The British government sought to remove the Ugandan national to his homeland upon his release, however, the deportation was shut down by a judge, who found that it would breach human rights guaranteed under the European Convention on Human Rights (ECHR), which the UK is still bound by despite Brexit as it is technically a separate institution from the EU.
ZM’s lawyers successfully convinced a first-tier immigration judge that he suffers from mental illness and therefore it would be “inhumane” to send him back to Uganda as the African nation cannot provide the same level of care, the Daily Mail reports.
The decision to block the deportation was upheld by senior immigration judge Christopher John Hanson, who found that treatment for ZM’s condition was “either not available or not accessible” in his homeland.
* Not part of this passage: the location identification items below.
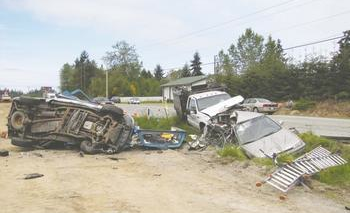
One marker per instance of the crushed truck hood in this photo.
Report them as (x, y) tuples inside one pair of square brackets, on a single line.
[(222, 106), (281, 141)]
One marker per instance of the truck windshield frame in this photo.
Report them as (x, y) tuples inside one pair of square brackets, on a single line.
[(205, 102)]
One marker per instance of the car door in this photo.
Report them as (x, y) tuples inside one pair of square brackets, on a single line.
[(192, 110)]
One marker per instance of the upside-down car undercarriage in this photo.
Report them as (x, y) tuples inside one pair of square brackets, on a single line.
[(38, 122)]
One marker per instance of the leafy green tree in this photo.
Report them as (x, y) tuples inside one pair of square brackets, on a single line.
[(145, 74), (124, 58), (158, 72), (340, 66), (195, 65), (247, 52), (66, 78)]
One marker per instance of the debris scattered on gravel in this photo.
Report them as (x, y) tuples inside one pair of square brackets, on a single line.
[(4, 153), (38, 154), (33, 175), (4, 134), (115, 158)]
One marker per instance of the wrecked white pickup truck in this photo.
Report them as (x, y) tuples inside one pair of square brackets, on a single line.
[(222, 121)]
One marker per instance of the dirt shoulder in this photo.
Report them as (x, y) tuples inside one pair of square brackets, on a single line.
[(145, 181)]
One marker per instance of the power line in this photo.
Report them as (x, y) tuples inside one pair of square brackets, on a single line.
[(175, 40), (288, 48), (290, 27), (222, 23), (313, 21), (315, 42)]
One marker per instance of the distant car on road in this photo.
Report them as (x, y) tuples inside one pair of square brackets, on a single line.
[(115, 99), (102, 100), (134, 101), (260, 105)]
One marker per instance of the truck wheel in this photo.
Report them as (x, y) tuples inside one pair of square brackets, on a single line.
[(112, 109), (29, 101), (88, 148), (17, 120), (202, 127)]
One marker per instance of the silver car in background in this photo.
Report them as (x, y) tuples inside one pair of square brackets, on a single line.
[(134, 101), (260, 105)]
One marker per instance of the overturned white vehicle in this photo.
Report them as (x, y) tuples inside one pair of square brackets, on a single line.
[(223, 122)]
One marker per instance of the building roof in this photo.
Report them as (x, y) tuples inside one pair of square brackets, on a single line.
[(185, 81)]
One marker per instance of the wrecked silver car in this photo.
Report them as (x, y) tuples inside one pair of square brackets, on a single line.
[(61, 121), (257, 134)]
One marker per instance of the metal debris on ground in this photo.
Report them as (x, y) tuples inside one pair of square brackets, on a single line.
[(4, 134), (38, 154), (33, 175), (4, 153), (290, 174)]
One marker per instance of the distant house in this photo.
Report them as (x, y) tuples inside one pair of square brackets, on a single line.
[(188, 82)]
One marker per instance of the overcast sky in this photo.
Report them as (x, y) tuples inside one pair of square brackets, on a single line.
[(38, 36)]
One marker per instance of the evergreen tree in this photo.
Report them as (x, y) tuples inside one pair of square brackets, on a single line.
[(185, 71), (196, 65), (158, 72)]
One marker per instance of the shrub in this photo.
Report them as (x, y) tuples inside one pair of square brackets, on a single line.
[(303, 104), (342, 96)]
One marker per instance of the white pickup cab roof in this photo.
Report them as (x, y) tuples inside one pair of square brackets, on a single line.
[(206, 94)]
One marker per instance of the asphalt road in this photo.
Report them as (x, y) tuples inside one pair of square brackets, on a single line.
[(329, 127)]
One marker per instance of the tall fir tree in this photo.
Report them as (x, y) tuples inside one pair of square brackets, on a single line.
[(185, 71), (158, 72), (196, 65)]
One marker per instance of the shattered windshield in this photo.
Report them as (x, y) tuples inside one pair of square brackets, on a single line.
[(255, 129), (206, 102)]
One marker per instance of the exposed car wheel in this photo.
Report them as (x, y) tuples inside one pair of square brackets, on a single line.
[(112, 109), (202, 127), (29, 100), (17, 120), (22, 142), (88, 148)]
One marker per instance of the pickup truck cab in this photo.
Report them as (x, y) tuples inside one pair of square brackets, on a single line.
[(201, 107)]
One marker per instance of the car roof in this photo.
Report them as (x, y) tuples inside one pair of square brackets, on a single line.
[(246, 115), (206, 94)]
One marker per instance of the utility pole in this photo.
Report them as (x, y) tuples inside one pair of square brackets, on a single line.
[(106, 83)]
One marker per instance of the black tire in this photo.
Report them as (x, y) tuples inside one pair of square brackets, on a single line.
[(22, 142), (17, 120), (88, 148), (112, 109), (29, 100)]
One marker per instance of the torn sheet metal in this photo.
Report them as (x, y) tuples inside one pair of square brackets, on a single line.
[(288, 175)]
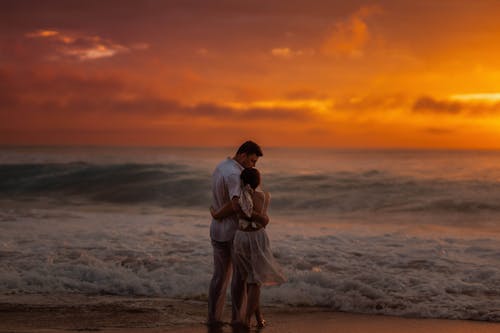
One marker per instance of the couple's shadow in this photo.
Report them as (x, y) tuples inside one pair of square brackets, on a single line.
[(227, 328)]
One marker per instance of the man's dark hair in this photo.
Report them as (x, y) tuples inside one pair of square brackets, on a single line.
[(250, 148), (250, 176)]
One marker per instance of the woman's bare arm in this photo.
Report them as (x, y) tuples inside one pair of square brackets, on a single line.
[(230, 208)]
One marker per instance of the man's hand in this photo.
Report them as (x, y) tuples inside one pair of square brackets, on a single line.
[(261, 219)]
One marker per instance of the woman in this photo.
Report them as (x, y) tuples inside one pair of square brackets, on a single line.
[(251, 245)]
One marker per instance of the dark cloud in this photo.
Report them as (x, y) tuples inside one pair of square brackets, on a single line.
[(371, 102), (439, 130), (73, 95), (426, 104)]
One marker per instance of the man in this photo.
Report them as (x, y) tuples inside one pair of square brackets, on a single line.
[(225, 188)]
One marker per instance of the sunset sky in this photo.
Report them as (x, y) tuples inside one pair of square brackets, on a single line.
[(315, 73)]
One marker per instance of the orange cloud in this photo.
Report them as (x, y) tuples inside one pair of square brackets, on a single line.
[(454, 106), (350, 36), (80, 46)]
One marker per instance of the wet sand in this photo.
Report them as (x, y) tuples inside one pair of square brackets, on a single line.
[(102, 313)]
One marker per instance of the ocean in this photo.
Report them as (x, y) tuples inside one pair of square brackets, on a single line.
[(396, 232)]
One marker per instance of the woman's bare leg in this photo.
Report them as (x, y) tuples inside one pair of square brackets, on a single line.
[(253, 298)]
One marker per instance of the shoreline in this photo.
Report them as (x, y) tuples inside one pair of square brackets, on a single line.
[(103, 313)]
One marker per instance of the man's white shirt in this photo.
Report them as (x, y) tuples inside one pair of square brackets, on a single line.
[(225, 185)]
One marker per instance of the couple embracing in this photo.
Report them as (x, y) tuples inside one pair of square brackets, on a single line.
[(239, 240)]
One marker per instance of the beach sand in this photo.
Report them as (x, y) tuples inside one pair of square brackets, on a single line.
[(102, 313)]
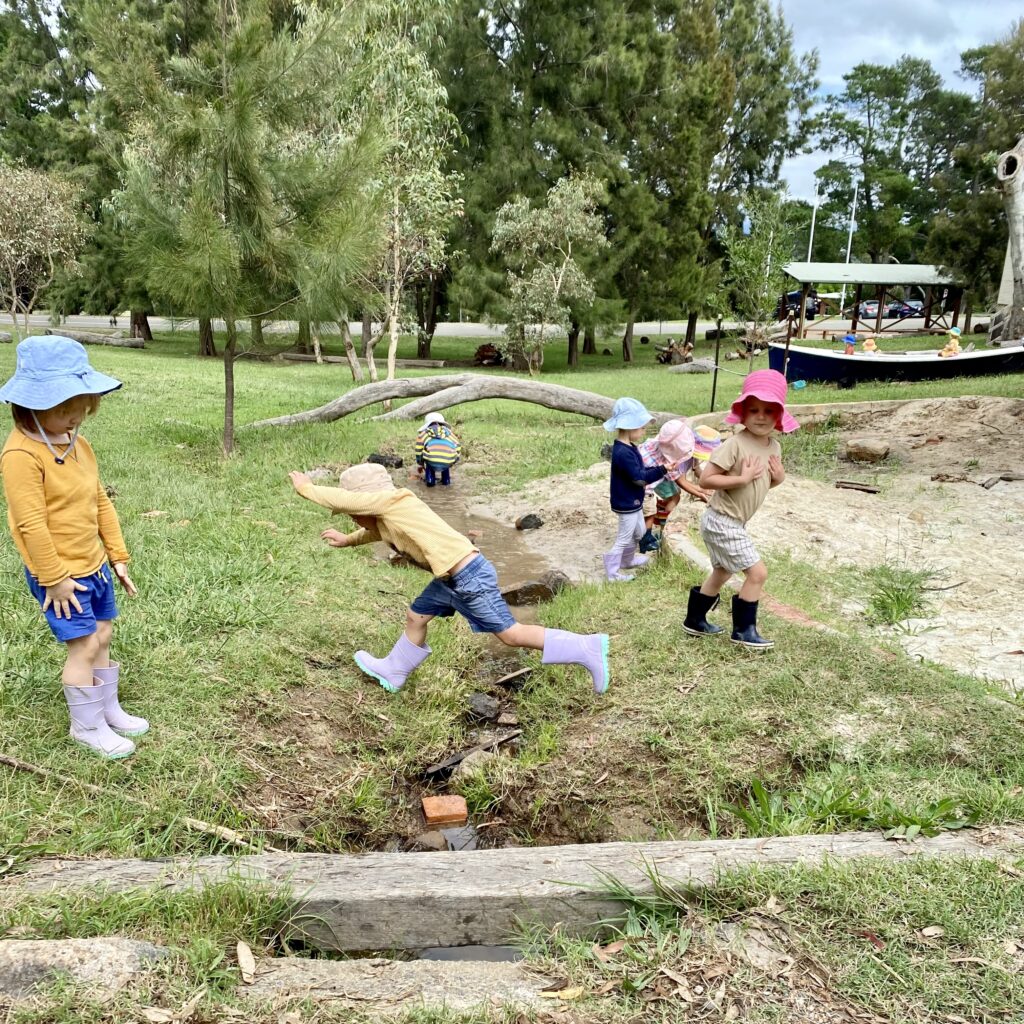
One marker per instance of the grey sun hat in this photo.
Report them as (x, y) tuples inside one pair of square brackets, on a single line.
[(50, 370)]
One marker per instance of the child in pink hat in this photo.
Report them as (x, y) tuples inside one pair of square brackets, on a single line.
[(740, 473), (673, 449)]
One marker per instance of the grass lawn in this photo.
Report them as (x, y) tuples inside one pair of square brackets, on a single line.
[(239, 651)]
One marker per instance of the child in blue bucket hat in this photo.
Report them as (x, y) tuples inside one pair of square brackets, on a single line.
[(67, 530), (629, 480)]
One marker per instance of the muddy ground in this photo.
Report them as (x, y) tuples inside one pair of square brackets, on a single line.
[(970, 537)]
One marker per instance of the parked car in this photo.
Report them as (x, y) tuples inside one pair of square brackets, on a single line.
[(790, 305), (900, 308)]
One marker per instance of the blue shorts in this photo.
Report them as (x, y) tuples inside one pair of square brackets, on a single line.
[(473, 593), (96, 600)]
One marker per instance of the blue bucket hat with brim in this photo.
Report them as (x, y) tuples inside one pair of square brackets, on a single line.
[(628, 414), (51, 370)]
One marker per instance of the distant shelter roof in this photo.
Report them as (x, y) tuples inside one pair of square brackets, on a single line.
[(869, 273)]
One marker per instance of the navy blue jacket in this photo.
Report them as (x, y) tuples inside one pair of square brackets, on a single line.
[(630, 477)]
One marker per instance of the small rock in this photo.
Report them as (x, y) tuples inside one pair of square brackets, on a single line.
[(462, 839), (98, 968), (536, 591), (483, 707), (528, 521), (473, 763), (430, 841), (866, 450)]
“I find that if [ZM] was removed to Uganda there would be serious, rapid and irreversible decline in their state of health resulting in intense suffering or significant reduction in life expectancy.
“All of those factors lead me to conclude that there is a real risk of ill-treatment, capable of breaching [ZM’s] Article 3 rights, in the context of reception procedures in Uganda.”
Left-leaning judges in Britain have a long history of blocking deportations of foreign criminals. For example, in 2020, a deportation flight full of mostly Jamaican criminals, including a killer and a rapist, was blocked because they were briefly denied access to mobile phones while detained.
Later that year, a judge in Scotland ruled that a Taliban-tied terrorist could not be sent back to Afghanistan because he suffered from Post-Traumatic Stress Disorder (PTSD) from fighting in the war against Western allies — potentially including UK and American soldiers — and thus was entitled to receive free healthcare in Britain.